| Friday, February 11, 2005
| EVEN PENGUINS PAY FOR LOVE
|In animal kingdom, prostitution another
birds, bees story
When a man lavishes his lady friend with sweets,
flowers and dinner on Valentine's Day, we call it love.
When a woman insists on material gain before surrendering
her favors, we call it something else.
But prostitution isn't limited to the human species.
Even in the animal kingdom, where such shenanigans go back
millions of years, it "seems to live up to its reputation
as the oldest profession," says an article in the
February/March issue of National Wildlife magazine.
For example, a female decorated cricket won't have sex
with a male until he delivers his bag of sperm inside
an edible gelatinous mass.
"It's like a ball inside a catcher's mitt", Scott Sakaluk,
a behavioral ecologist at Illinois State Unviersity in Normal,
told the Sun Times. "The mitt is a food gift."
When she mounts him, the male cricket attaches the package
to her genitalia so a tube can drain sperm into her body.
She bends around, tears off the meal portion and starts eating.
Actually, the gift is of little value.
"It's like a big Gummy Bear". Sakaluk said, "It excites her
taste receptors, but it's not very nutritious at all."
The male must not cheat, however. If the meal is to small it
won't keep the female busy for the 50 to 55 minutes it takes
to fully inseminate her, and she'll eat the sperm ball as well.
Mate known to eat their dates
The stakes are even higher for dance flies. If the male does'nt
treat her to dinner, he becomes the meal, said University of
Illinois entomologist Gilbert Waldbauer.
"BUt in some dance flies, the gift has evoled into a ritualistic
and purely symbolic gesture,"He said.
The meal is another insect gift wrapped in a silk balloon,
but some guy flies have found they can get away with presenting
an empty balloon.
"Why she accepts it, nobody knows," Waldbauer said.

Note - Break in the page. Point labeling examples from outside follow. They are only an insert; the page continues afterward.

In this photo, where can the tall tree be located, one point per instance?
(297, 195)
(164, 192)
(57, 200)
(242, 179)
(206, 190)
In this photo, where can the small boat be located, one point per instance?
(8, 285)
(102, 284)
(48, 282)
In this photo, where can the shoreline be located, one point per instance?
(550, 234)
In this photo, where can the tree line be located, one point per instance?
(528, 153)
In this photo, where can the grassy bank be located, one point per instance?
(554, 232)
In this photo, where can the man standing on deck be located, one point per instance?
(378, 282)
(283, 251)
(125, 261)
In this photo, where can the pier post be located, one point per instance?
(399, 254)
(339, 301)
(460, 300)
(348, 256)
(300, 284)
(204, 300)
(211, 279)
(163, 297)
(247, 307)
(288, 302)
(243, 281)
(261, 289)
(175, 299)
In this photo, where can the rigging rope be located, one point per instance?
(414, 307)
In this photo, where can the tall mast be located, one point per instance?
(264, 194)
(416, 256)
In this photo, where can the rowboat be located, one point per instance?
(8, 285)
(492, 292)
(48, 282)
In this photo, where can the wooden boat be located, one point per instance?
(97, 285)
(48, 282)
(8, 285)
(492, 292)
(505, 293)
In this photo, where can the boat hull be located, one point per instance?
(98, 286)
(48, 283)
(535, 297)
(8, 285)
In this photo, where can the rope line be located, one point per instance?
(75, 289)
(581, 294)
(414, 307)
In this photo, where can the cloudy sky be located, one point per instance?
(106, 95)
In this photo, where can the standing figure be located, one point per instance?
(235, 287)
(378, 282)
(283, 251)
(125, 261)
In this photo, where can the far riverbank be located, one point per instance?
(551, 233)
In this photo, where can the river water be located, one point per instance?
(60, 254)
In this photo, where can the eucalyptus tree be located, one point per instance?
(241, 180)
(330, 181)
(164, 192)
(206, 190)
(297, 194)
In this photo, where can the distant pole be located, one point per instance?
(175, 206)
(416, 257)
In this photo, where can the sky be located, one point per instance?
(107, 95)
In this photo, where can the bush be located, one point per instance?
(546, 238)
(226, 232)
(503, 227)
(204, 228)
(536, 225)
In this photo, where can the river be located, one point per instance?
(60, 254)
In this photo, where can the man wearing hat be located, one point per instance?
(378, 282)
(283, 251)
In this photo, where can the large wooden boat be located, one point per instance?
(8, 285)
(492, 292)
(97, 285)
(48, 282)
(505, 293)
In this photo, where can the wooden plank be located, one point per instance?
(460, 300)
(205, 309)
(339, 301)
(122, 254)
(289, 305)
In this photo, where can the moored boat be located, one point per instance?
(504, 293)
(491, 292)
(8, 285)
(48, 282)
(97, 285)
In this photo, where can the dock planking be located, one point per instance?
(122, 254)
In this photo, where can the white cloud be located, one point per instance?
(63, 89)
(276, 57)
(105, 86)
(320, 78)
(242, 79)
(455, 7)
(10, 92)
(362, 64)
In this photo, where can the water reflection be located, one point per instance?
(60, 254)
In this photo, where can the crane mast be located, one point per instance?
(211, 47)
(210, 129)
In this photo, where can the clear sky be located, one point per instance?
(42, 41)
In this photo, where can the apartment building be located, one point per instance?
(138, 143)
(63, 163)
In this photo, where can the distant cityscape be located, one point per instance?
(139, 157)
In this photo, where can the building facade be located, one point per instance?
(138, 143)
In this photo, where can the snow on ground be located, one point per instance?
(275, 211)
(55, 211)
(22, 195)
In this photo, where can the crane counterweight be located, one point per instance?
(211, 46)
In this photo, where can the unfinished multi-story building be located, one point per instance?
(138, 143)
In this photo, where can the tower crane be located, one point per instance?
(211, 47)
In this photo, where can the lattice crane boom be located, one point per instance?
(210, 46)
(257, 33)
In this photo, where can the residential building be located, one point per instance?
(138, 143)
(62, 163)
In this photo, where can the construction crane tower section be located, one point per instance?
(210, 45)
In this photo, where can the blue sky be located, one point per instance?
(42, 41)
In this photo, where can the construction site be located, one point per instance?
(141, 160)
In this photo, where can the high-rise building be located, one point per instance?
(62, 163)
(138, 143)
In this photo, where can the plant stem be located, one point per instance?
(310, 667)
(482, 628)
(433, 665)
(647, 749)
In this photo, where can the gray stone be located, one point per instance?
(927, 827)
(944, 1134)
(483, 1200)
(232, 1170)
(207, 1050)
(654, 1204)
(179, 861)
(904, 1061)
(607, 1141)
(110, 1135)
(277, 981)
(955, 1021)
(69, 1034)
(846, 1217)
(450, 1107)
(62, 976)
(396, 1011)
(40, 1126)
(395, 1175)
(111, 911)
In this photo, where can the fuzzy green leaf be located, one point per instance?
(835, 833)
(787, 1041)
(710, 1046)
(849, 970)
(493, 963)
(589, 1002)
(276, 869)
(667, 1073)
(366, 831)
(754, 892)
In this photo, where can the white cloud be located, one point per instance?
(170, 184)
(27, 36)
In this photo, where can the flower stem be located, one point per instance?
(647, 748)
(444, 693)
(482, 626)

Not every kind of insect is so lucky. Praying mantises are
among the species whose males, if it's unlikely they will find
another mate, let themselves be eaten to give female more energy
to make eggs.
"The best thing be can do is become a meal for his mate,"
Waldbauer said, "It's the ultimate gift".
Stones are traded for affection
Diamonds, of course, may be a girl's best friend, but
Lady Adelie penguins prefer real rocks.
They need them to keep their eggs dry and off the cold
ground, and will leave their mates and offer themselves
to single male in return for stones.
Sometimes, like a hooker ripping off a drunken john,
a bird will make off with a stone before the male can
have his way with her.
Fiona Hunter, a University of Sheffield, England zoologist
told the National Wildlife. "It's as if she takes the money and run".